Revirei os olhos e bufei.

— De uma mãe criminosa — lembrei. — Isso pode valer a nossa vida,Ágata!

Ela se recusou a me entregar,então parti ao ataque para tomar à força e minha irmã dificultou bravamente,me chutando e puxando meus cabelos. Revidei. Começamos a nos bater nas coisas do quarto enquanto nos debatemos,as pedras caíram de nossas mãos e bateram no chão,mas continuamos brigando. Papai chegou em casa e escutou nossos gritos,logo ele estava encarando nós duas sentadas no sofá uma do lado da outra. Soraya se aproxima com um avental vindo da cozinha,analisando a situação.

O que ela está tramando?

— Vocês nunca tinham brigado dessa forma,meninas — disse papai. — O que está acontecendo?

Olhei para Soraya.

— Primeiro manda essa mulher sair da sala — pedi.

Papai me reprovou com o olhar,mas Ágata pediu o mesmo,de um modo mais dócil,e ele fez o favor de direcionar aquele olhar para sua esposa sonsa,que entendeu o recado e se retirou.

— O que está acontecendo? — ele perguntou.

Tomei a dianteira e disse:

— Soraya é uma golpista e está tramando algo,papai. Temos de fugir depressa dessa casa.

Ele franziu o cenho.

— O quê?

— Ela é irmã da nossa mãe… — Aga disse,chorosa. — Ela quer acabar com a nossa família,papai. Numa espécie de vingança.

Sei que tudo o que estávamos contando para nosso pai,visto de longe,parecia algo fora do contexto,da realidade. Francamente,todo o enredo em si seria muito bem composto em um filme de ação. Mas nosso pai precisa acreditar. É tudo o que temos que está em jogo…

Escutamos fungos vindos da cozinha e erguemos o olhar. Era Soraya montando seu teatro de vítima que sofria com as suas enteadas,mas sabemos muito bem quem é a pilantra de todas nós. E como esperava,papai ficou do lado daquela megera e ainda nos colocou de castigo,trancadas no quarto. Aquela noite Aga chorou tanto… Nós choramos. Ele não acreditou em uma só palavra do que dissemos,e ainda falou que tínhamos a imaginação muito fértil. Simplesmente odeio esse nosso pai que não liga para as próprias filhas e prefere acreditar na mulherzinha que mal conhece,a m*****a desgraçada que encontrou no meio da rua,fingindo estar sem gasolina e pediu carona,só para fisgar meu pai com a visão do seu decote extravagante. Também odeio os homens,eles mudam completamente quando veem um belo par de seios. Enxugo as lágrimas com as costas das mãos e me levanto do chão. O quarto está escuro e a casa silenciosa,minha irmã ainda grunhe enquanto dorme debaixo das cobertas.

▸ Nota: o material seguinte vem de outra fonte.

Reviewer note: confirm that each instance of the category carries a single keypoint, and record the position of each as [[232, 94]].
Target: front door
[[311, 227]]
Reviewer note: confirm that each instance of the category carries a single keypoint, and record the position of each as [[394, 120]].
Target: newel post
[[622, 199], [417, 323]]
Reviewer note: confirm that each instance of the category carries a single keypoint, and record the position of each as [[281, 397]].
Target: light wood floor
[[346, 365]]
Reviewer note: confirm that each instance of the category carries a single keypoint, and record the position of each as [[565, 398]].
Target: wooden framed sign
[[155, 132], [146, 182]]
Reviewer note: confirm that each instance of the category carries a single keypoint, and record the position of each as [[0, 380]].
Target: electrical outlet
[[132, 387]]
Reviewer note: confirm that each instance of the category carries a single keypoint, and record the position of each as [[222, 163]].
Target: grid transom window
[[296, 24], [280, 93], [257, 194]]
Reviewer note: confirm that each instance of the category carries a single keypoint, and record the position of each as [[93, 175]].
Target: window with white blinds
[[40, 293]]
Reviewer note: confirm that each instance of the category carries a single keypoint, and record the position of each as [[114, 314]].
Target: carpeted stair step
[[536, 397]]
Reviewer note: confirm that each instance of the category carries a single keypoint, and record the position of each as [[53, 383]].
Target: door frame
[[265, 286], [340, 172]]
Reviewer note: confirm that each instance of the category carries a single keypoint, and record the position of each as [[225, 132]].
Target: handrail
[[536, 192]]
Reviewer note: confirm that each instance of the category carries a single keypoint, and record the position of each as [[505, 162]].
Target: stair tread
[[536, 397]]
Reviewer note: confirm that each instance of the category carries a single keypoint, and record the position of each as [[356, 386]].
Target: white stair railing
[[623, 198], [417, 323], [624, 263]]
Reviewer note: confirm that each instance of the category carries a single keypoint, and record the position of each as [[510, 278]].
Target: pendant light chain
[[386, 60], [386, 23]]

Me sento na beira da cama e olho para ela,parece que temos nesse mundo horrível somente uma a outra.

— Seremos sempre eu e você — disse,alisando suas pernas trêmulas debaixo da coberta. — Começo,meio e fim… Ágata.

Choro.

Uma luz escarlate toma o meu rosto e sigo o feixe que reflete da pedra de rubi debaixo da cômoda,engatinho até as duas pedras,esmeralda e rubi,e as pego. O que será que significam? Por que justamente essas duas?

Aga se remexe nos lençóis e desperta,coçando os olhos e soltando um bocejo,depois me encontra encarando as duas pedras encostada na nossa cômoda.

— O que faz aí,Sofi? — ela pergunta. No entanto,de repente,escutamos uma barulheira no andar debaixo e vidros sendo estilhaçados,em seguida,escutamos o disparo de uma arma. Corri até Ágata e nos abraçamos debaixo dos lençóis. — Serão ladrões,Sofia?

Faço que não sei e encaro a porta,mas no fundo sei exatamente do que se trata,nós duas sabemos.Escondemos as pedras por dentro de nossos pijamas.

Como um estrondo de trovão,dois homens grandes e vestidos de calças e camisas com mangas longas e capuzes,pretas,socam nossa porta com os dois pés,arrebentando-a. Gritamos apavoradas enquanto nos alcançam e nos arrastam para fora do quarto. Descemos as escadas e no chão,esparramado em uma poça macabra,vemos sangue,muito sangue. É vermelho. Vermelho. Vermelho é tudo o que vejo agora. Minha garganta se fecha em um nó agonizante e desesperado. De quem seria aquele sangue? A resposta surge em seguida na imagem de meu pai amordaçado e amarrado na sua cadeira preferida importada da China,a preferida de minha mãe,costumava ele dizer.

Faço força para me soltar e abraçar o meu pai,mas um forte tapa em meu rosto me faz parar. Era Soraya,toda de vermelho,sapatos,vestido,brincos… Tudo nela é vermelho.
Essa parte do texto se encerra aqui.